Bharti Airtel, which is set to launch mobile services in Sri Lanka by December, has outsourced all its IT requirements in the island nation to IBM. This implies, the US-based software major, which has been handling all of Bharti’s IT requirements in India, will now continue this relationship to the island nation too. In 2004, Bharti Airtel had signed a 10-year $750 million IT outsourcing deal with IBM, but the value of the contract is now pegged to be over $1.5 billion, making it by far the largest domestic IT arrangement.
Bharti Airtel’s president (mobility) said that IBM would provide IT support for Bharti’s operations in Sri Lanka and also added that this was an extension of the software major’s contract in India. In fact, amongst Bharti’s partners in India, only IBM’s contract extends to new markets that Bharti is expanding to. For instance, while Ericsson and Nokia Siemens are Bharti’s network partners in India, China’s Huawei is building the telco’s infrastructure in Sri Lanka. Similarly, the four BPOs — IBM Daksh, MphasiS, TeleTech (acquired by Aegis BPO this year) and Hinduja TMT — who handle Bharti’s customer services here will not be involved in the Lankan operations. Mr Kapoor was also confident that Bharti will be able to launch its mobile services by December despite tbeing involved in a bitter war of words with operators there. Bharti has accused the existing mobile players there of ‘not providing interconnection to it on the same terms as they practice amongst themselves’.

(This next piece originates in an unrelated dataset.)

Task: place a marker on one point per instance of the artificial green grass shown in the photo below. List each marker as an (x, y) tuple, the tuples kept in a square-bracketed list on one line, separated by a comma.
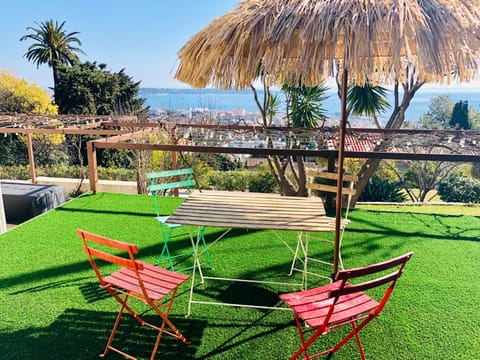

Interconnection charges apply when any voice or data which originates in the network of one operator is passed on the network of another operator. For instance, if a Bharti customer were to call a customer with Dialog, than Bharti pays an interconnect charge to transit of the traffic.
“This issue is temporarily resolved. All operators have agreed to maintain status quo for the next six months,” Mr Kapoor said. He also added that Sri Lanka’s Telecommunication Regulatory Authority was working out a new interconnect regime: “They will be looking at all models such as a system under which the calling party pays or a cost based regime”. Bharti is of the view that mobile tariffs in Sri Lanka will become affordable only if the country were to move towards a Calling Party Pays regime under which customers do not pay for receiving a call.